We speak to the teams behind Victory Journal, Spiral and Glorious about how they are helping reshape perceptions of sport through a combination of insightful editorial and striking visuals

Sport has long been fertile ground for making magazines, as the competition and drama inherent in all sports naturally makes for compelling imagery and storytelling. The face of the mainstream sports media, however, has a longstanding reputation for being overly male, pale and stale. This narrative has been changing more recently, in large part thanks the raft of independent publications that are giving women’s sport the attention it deserves and shining a light on less conventional activities ranging from chess to wild water swimming.

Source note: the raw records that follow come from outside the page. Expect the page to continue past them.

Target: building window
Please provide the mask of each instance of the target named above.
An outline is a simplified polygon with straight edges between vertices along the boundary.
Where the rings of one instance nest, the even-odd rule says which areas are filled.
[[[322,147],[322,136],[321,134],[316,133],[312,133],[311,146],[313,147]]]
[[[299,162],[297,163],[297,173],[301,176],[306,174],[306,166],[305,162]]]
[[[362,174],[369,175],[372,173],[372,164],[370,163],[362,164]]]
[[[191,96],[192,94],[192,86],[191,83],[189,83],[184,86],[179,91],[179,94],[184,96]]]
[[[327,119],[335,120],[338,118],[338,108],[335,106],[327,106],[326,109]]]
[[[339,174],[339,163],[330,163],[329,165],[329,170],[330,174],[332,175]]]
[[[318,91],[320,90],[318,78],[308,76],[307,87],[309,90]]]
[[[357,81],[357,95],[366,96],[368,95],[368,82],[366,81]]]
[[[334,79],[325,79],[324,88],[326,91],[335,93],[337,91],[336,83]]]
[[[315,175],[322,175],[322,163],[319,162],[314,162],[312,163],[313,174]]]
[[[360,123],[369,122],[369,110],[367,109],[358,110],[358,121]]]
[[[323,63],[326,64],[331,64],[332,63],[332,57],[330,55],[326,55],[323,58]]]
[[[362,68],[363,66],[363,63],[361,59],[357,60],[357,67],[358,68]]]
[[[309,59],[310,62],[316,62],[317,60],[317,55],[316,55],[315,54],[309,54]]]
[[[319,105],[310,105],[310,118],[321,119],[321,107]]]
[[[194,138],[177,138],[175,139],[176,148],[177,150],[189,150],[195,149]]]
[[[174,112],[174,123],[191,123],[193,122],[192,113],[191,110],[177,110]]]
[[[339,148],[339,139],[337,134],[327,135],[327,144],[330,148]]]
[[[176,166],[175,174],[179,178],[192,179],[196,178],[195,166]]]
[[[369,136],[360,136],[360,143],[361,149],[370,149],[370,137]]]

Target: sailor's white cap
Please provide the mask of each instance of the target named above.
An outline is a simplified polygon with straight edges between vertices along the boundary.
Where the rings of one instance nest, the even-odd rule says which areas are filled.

Based between New York and LA and brought to life by creative studio Doubleday & Cartwright, Victory Journal is one of the pioneers of the indie sports mag scene. It first launched in 2010 as a 16-page loose-fold newsprint distributed in downtown New York during the football World Cup. Ten years later, the latest issue of the famously oversized publication weighs in at a record 210 pages, and it boasts subscribers everywhere from London to Tokyo.

Top: Los in the Valley by Maria Svarbova, courtesy Glorious. Above: Victory Journal Issue 18

Over the last decade, the team behind Victory, which includes editor-in-chief Christopher Isenberg, chief creative officer Aaron Amaro and photo editor Shane Lyons, have championed a move away from clichéd sports imagery in favour of more humanistic photography, establishing close relationships with creatives including Cheryl Dunn and Anthony Blasko in the process.